The warning was sounded as Scott Morrison’s plan to move migrants to the regions was challenged by independent think tank the Grattan Institute as a “dangerous fantasy” that would fail to address overcrowding in the cities.
Migration Council of Australia chief executive Carla Wilshire yesterday urged the winner of the May election to rethink resource allocation to the migration program, warning it had been effectively downgraded in the merger with Home Affairs.
“I am increasingly concerned that the migration program is not being properly managed,” she said. “Fixing this will be a big job and it needs to a priority of an incoming government of any persuasion.
“Australia’s citizenship backlog is now the largest in our history with well over 220,000 people waiting to have their applications progressed. We have an unprecedented build-up of spouse visas with the queue growing to tens of thousands and we have up to 30,000 people claiming asylum each year arriving by plane.
“Business and community groups are not being appropriately consulted on how the migration program affects their industries and there is reduced corporate knowledge and policy capacity in the migration area of Home Affairs.”
Ms Wilshire also said the new annual cap of 160,000 on the permanent migration intake could have a negative impact on the economy, while the rollout of new regional visas could “create further issues around implementation and integration”.
Mr Morrison announced last month a decision to set aside 23,000 places for two new visa classes for skilled workers to live and work outside Melbourne, Sydney, Brisbane, Perth and the Gold Coast for three years before accessing permanent residency.
The Grattan Institute warned that the push to direct migrants from the cities to the regions would not fix city congestion, arguing the move was more likely to sap productivity. “Even if the scheme were successful in increasing migration to regions, it would not reduce city population pressures. Net overseas migration is dominated by … international students and working holiday (‘backpacker’) visas,” the Institute said in its “Orange Book” for an incoming government.
“Despite policy experience, wishful thinking persists that government policy can somehow shift significant populations from capital cities to regions … But it is a dangerous fantasy.

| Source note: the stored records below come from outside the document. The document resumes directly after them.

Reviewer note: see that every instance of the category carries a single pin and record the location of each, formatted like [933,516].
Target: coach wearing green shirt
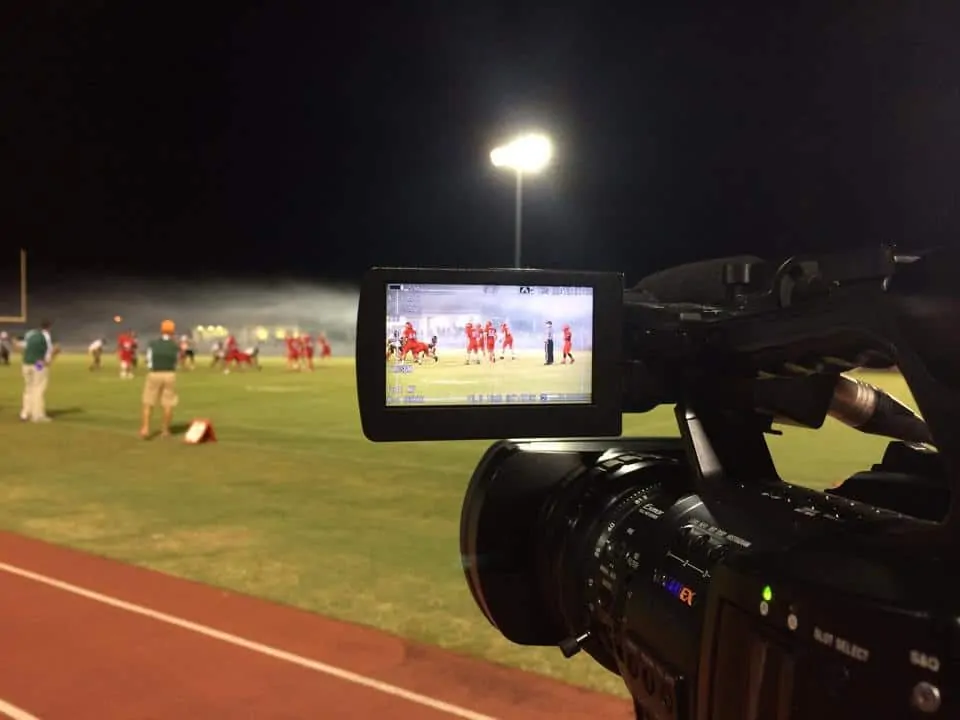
[38,352]
[161,384]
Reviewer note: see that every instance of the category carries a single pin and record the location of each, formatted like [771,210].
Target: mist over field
[83,312]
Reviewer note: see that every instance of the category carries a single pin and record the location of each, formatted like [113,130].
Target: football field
[523,377]
[292,503]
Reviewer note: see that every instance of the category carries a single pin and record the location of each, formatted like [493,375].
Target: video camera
[686,565]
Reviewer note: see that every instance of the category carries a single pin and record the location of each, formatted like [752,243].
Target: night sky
[314,140]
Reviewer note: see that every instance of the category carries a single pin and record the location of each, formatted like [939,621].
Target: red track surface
[65,656]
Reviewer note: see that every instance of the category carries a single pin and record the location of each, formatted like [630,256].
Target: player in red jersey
[125,353]
[419,350]
[306,345]
[507,342]
[567,345]
[293,352]
[247,358]
[490,337]
[473,346]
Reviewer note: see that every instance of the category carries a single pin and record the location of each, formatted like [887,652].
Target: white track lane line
[14,713]
[237,641]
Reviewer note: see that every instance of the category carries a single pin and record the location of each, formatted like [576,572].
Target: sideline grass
[293,504]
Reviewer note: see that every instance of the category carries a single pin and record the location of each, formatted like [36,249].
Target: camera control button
[925,697]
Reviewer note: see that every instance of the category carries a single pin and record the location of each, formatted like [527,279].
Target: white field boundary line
[14,713]
[240,642]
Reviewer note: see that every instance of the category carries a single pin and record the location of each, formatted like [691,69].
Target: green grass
[293,504]
[449,380]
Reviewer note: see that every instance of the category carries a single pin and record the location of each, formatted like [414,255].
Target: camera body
[714,588]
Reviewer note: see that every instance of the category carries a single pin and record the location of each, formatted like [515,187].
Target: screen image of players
[501,330]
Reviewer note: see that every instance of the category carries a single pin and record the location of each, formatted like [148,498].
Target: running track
[82,637]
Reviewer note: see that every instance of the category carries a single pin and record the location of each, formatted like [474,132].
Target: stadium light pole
[527,154]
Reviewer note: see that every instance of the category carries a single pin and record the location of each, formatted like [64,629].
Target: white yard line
[240,642]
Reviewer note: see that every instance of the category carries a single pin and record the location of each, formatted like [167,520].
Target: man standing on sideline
[548,345]
[161,384]
[38,352]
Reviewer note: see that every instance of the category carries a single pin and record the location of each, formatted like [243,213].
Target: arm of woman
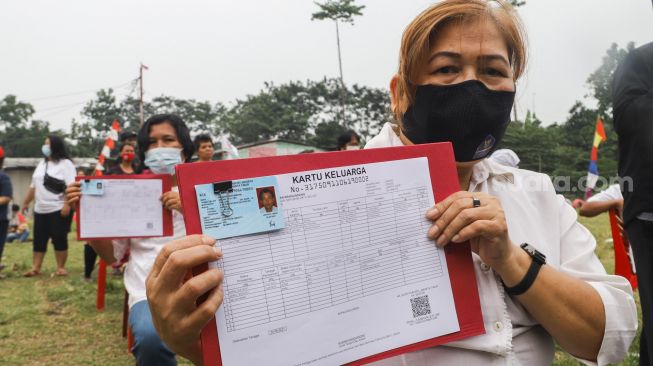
[569,308]
[173,296]
[172,201]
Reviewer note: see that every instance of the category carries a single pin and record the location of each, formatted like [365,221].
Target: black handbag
[52,184]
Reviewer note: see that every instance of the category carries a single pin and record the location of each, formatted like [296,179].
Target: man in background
[6,191]
[632,97]
[349,141]
[204,147]
[601,202]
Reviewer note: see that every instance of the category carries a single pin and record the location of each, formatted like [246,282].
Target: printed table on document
[327,255]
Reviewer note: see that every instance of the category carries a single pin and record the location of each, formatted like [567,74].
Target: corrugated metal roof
[31,163]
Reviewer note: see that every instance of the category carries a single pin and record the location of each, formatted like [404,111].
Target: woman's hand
[456,220]
[172,295]
[65,210]
[171,201]
[73,193]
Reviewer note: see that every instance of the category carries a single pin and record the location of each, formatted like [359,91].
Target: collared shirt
[142,253]
[536,215]
[611,193]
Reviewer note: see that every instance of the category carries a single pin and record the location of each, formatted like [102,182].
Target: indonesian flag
[228,146]
[593,171]
[109,144]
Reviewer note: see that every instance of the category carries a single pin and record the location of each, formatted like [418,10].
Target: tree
[600,81]
[21,136]
[306,112]
[280,111]
[200,117]
[339,11]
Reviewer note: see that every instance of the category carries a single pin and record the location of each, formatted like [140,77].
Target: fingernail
[207,240]
[433,231]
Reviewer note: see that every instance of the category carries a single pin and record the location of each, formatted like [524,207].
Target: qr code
[421,306]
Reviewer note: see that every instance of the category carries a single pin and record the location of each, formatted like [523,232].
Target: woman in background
[52,215]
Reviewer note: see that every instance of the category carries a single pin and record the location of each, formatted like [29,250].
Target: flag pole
[140,96]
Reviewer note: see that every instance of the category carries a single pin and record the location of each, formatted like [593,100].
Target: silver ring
[476,202]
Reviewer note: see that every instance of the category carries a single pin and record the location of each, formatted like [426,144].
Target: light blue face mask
[45,149]
[162,160]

It provides an excuse for governments to avoid making the hard decisions that would improve housing affordability and how our cities work.”

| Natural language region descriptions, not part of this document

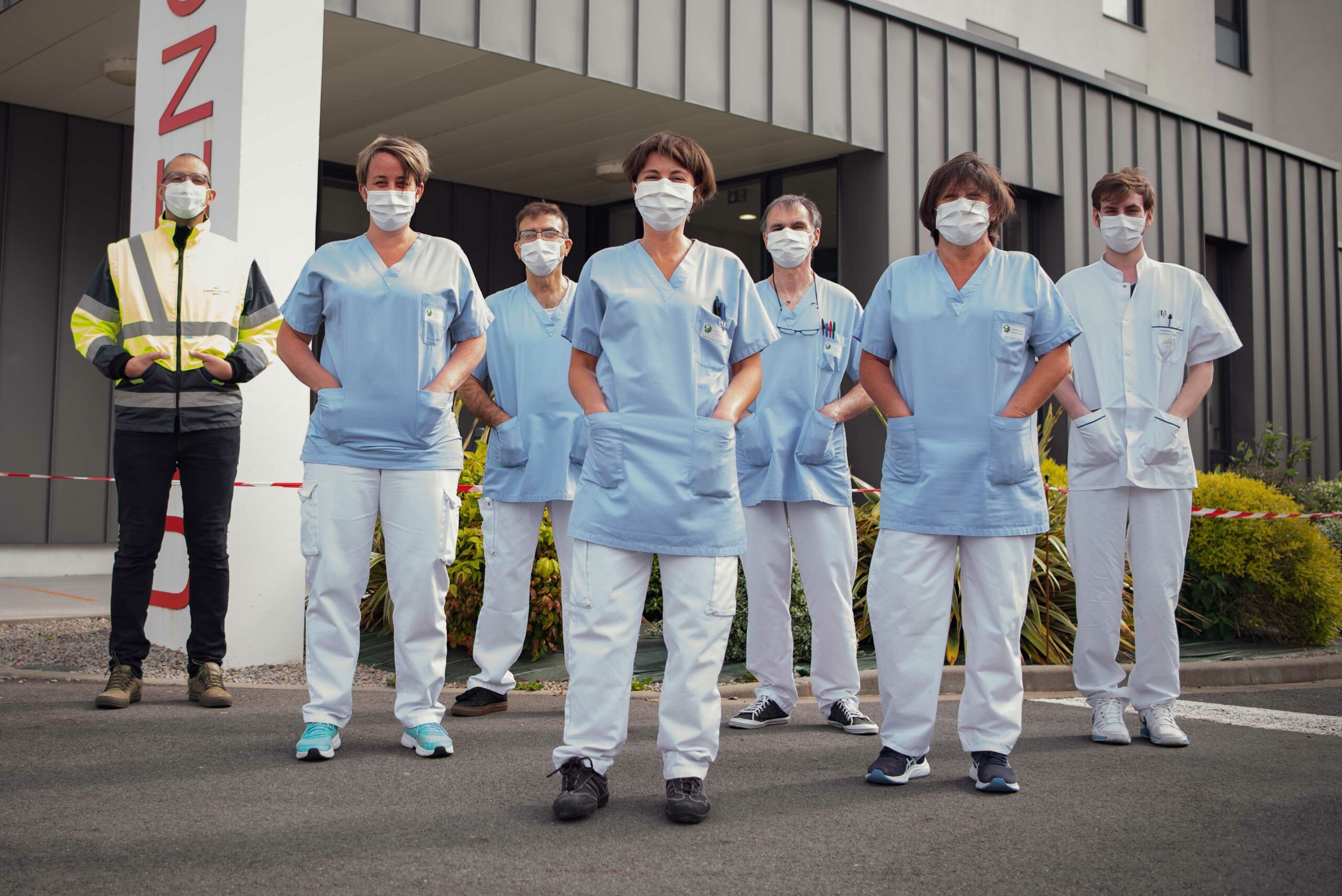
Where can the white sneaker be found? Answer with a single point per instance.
(1108, 724)
(1159, 726)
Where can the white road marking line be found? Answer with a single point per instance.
(1247, 717)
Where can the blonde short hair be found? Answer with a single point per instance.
(411, 155)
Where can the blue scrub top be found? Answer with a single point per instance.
(955, 467)
(388, 333)
(787, 450)
(659, 472)
(536, 455)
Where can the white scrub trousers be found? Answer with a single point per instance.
(610, 587)
(340, 509)
(1152, 525)
(511, 530)
(909, 597)
(826, 542)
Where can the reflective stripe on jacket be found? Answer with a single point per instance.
(195, 293)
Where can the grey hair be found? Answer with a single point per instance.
(792, 199)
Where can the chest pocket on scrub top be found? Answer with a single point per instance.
(1168, 338)
(1011, 337)
(432, 318)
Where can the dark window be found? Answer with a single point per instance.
(1232, 33)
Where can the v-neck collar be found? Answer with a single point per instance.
(550, 322)
(682, 273)
(959, 299)
(389, 274)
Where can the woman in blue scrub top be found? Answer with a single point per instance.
(404, 326)
(666, 336)
(979, 338)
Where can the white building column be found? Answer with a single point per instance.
(239, 83)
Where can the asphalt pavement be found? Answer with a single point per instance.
(166, 797)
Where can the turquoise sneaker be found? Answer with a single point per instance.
(320, 742)
(430, 741)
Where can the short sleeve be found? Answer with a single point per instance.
(305, 304)
(473, 314)
(752, 330)
(1209, 332)
(874, 330)
(1054, 323)
(584, 325)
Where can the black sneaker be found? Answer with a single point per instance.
(763, 713)
(480, 702)
(895, 768)
(686, 801)
(845, 714)
(992, 773)
(583, 791)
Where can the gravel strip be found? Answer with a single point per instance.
(81, 645)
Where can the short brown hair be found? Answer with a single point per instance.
(538, 208)
(685, 152)
(968, 168)
(410, 153)
(1117, 186)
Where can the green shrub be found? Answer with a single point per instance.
(1278, 580)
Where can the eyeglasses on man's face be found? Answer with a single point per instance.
(549, 235)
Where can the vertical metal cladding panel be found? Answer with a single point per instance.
(1214, 186)
(454, 20)
(1170, 207)
(986, 105)
(1274, 215)
(1046, 160)
(706, 50)
(932, 114)
(561, 34)
(1237, 187)
(611, 41)
(748, 59)
(1075, 187)
(868, 80)
(960, 99)
(791, 65)
(1148, 159)
(1297, 348)
(30, 290)
(506, 27)
(902, 126)
(1014, 120)
(1313, 321)
(1122, 147)
(1097, 156)
(662, 47)
(81, 426)
(1259, 338)
(398, 14)
(830, 69)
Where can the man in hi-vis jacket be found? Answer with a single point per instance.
(178, 317)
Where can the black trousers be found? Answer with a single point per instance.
(144, 465)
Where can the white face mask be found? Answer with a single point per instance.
(391, 208)
(186, 200)
(543, 256)
(789, 247)
(663, 204)
(1121, 232)
(962, 222)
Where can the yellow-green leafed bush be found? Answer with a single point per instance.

Immigration Minister David Coleman said it was “very important that the migration system is more closely matched to the needs of regional Australia” and noted the reduction in the permanent intake was accompanied by a “record $100 billion of infrastructure across the country”. “The requirement that people live and work in regional Australia for three years in order to obtain permanent residency will ensure a high level of compliance, as has been seen with the existing 489 visa,” he said.
Abul Rizvi, a former deputy secretary of the Immigration Department, warned that visa processing functions had “lost out” after being subsumed into the super portfolio of Home Affairs.